Em Sergipe, organizo uma Simulação da Assembleia das Nações Unidas (Atheneu ONU), a maior da América Latina, com cerca de 1.000 adolescentes, e acreditem: é tudo organizado por alunos. Um deles, o Alex Melo, em 2021, fez um discurso que sintetiza tudo que escrevi e ensinei para ele em três anos. Compartilho aqui uma parte:

‘Estou há 3 anos nesse projeto, posso dizer que essa é uma experiência única e que vocês devem levar para vida. Desde que entrei no Atheneu ouvi a palavra “protagonismo”, mas só entendi o que de fato é protagonismo depois de passar por situações que nunca imaginei. Protagonismo juvenil é ter liberdade com responsabilidade, protagonismo é ser reconhecido como cidadão do mundo e poder exercer qualquer papel que você precisar, protagonismo é ocupar todos os espaços que vocês puderem e, se ninguém te der um espaço, ir lá e conquistá-lo. Mas protagonismo também é tomar decisões difíceis, é ser responsável pelo o que você diz e faz. É ser cobrado quando alguma coisa der errado e parabenizado quando der certo. Como dizia o Tio Ben: “grandes poderes, grandes responsabilidades”. Hoje, jovens alunos vão discutir os maiores problemas do mundo. Nesse espaço, os maiores acontecimentos do planeta terão que ser resolvidos. Mas a realidade, é que quando vocês saírem daqui // do atheneu // do atheneu onu // vão ter que de fato enfrentar problemas que você não criou, que eu não criei, mas que o mundo exige uma solução.’

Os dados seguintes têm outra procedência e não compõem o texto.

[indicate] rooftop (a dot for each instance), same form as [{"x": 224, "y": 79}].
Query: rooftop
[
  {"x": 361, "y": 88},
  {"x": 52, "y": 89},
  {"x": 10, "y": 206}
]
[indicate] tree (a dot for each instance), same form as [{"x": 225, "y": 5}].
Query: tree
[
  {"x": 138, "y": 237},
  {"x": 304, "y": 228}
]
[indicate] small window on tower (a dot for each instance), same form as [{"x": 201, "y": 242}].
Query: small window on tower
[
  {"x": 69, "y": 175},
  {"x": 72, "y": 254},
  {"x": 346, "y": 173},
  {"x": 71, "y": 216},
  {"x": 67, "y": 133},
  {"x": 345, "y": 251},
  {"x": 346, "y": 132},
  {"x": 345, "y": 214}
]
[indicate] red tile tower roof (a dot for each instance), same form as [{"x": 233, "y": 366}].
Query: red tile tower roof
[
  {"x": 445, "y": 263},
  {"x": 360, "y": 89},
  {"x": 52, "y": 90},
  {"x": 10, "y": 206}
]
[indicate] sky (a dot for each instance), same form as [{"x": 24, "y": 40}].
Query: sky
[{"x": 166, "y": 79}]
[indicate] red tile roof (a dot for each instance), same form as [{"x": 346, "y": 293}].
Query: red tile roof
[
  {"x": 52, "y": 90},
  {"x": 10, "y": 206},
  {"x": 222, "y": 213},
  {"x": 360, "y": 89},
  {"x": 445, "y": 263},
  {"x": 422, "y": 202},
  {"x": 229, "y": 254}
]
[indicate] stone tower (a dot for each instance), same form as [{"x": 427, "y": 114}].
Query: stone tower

Talvez a decisão mais importante que tomei nos últimos 10 anos tenha sido pôr os jovens no centro de tudo que fiz. Pôr o jovem no centro do processo é muito mais fácil do que você imagina! Não é um “pode tudo”, e sim uma liberdade acompanhada, em que eles assumem a direção dos projetos e de forma surpreendente assimilam o princípio da corresponsabilidade. Fazer isso exige entrega, dedicação e respeito a eles. E pode ter certeza: vale muito a pena!”